Expression Methods
| Method | Meaning |
|---|---|
| .alias(name:&str) | Rename a column |
| .floor_div(rhs: Expr) | Integer division by rhs, returning only the integer part and discarding the decimal part. |
| .pow(e) | Exponential function, where e is the exponent |
| .sqrt() | Square root |
| .cbrt() | Cube root |
| .cos() .sin() .cot() .tan() .arccos() .arcsin() .arctan() .arctan2() .cosh() .sinh() .tanh() .arccosh() .arcsinh() .arctanh() | Trigonometric functions |
| .degrees() | Convert radians to degrees |
| .radians() | Convert degrees to radians |
| .shuffle(seed: Option<u64>) | Randomly shuffle, with seed as the random seed. |
| .sample_n(n: Expr, with_replacement: bool, shuffle: bool, seed: Option<u64>) -> Expr | Randomly sample n elements, with_replacement=T indicates sampling with replacement1. Shuffle indicates whether to shuffle after sampling, seed is the random seed;[^sampling with replacement] |
| .std(ddof:u8) | Calculate standard deviation, ddof is the degrees of freedom2. |
| .var(ddof:u8) | Calculate variance, ddof is the degrees of freedom offset |
| .min() | Calculate minimum value, returns NaN if the series contains NaN |
| .max() | Maximum value, returns NaN if the series contains NaN |
| .nan_min() | Ignore NaN, minimum value |
| .nan_max() | Ignore NaN, maximum value |
| .mean() | Arithmetic mean |
| .median() | Median |
| .sum() | Arithmetic sum |
| .eq(E) | Conditional operation ==, but None==None returns Null. See Null and None and NaN |
| .eq_missing(E) | Conditional operation ==, but None==None returns true |
| .neq(E) | Not equal to |
| .neq_missing(E) | Not equal to, but None and None are considered equal |
| .lt(E) | Conditional operation < |
| .gt(E) | Conditional operation > |
| .gt_eq(E) | Conditional operation >= |
| .lt_eq(E) | Conditional operation <= |
| .not(E) | Conditional operation not |
| .is_null()/.is_not_null() | Conditional operation, whether it is null |
| .drop_nulls()/.drop_nans() | Discard null or NaN values in the series |
| .n_unique() | Count the number of unique items |
| .first() | Return the first element |
| .last() | Return the last element |
| .head(length:Option<usize>) | First few elements |
| .tail(length:Option<usize>) | Last few elements |
| .implode() | Convert Series into a List. |
| .explode() | Unpack a List |
| .agg_groups() | Return a list of group indices, see: agg_groups example, Page 10 |
| .filter(predicate:E) | Predicate is an expression that returns a boolean array |
| .slice(offset:Expr,length:Expr) | Index based on the slice described by offset and length |
| .append(other:Expr,upcast:bool) | Append the series of other to self. Upcast indicates whether to upcast, automatically converting to a larger data type. |
| .unique() | Remove duplicate values, but does not guarantee the original order |
| .unique_stable | Remove duplicate values while preserving the original order, more resource-intensive than .unique(). |
| .arg_unique() | Return the index of the first unique value |
| .arg_min() | Return the index of the minimum value |
| .name() | Return ExprNameNameSpace, a type that can operate on multiple field names. |
If "with_replacement" is True, each sample is independent, and a sample can be selected again in subsequent samplings after being selected. This is called "sampling with replacement." If "with_replacement" is False, the selected element is removed from the sample pool and will not be sampled again. This is called "sampling without replacement.
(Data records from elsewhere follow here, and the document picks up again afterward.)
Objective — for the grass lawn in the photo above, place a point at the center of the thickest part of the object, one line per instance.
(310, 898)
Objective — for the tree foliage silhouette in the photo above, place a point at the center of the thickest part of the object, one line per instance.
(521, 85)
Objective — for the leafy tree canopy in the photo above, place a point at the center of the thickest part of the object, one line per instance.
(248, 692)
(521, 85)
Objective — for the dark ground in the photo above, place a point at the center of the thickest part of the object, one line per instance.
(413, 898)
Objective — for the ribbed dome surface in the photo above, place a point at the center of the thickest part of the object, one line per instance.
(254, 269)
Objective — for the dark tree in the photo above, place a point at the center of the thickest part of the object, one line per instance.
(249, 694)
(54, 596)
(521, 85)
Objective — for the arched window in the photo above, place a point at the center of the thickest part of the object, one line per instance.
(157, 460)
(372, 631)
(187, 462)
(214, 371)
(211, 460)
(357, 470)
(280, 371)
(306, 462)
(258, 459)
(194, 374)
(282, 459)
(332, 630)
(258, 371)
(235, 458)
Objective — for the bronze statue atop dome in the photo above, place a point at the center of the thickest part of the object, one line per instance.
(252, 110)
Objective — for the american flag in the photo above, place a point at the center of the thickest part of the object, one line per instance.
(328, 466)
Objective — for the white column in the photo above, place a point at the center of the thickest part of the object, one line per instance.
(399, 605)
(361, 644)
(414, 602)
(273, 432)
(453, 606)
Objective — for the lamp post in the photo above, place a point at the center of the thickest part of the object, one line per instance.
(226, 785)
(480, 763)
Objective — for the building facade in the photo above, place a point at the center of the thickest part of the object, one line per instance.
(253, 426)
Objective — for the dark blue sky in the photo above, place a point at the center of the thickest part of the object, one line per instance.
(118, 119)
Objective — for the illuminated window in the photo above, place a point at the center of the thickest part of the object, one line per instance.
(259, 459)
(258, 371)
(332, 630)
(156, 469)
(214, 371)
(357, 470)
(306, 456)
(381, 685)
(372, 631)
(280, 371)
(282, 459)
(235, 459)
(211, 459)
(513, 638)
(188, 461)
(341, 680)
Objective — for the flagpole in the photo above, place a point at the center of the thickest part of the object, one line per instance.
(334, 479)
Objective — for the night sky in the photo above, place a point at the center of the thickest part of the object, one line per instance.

In statistics, the degrees of freedom typically used when calculating the sample standard deviation is n-1 (where n is the sample size). This is known as Bessel's correction, used to correct bias, making the sample standard deviation closer to the population standard deviation. This is because we use the sample mean in the standard deviation calculation, which makes all "differences" not completely independent. When ddof is 1 (the default value), the .std() method uses n-1 as the denominator to calculate the standard deviation, where n is the sample size. If you set ddof to 0, the .std() method will use n as the denominator to calculate the standard deviation. However, this value may underestimate the population standard deviation.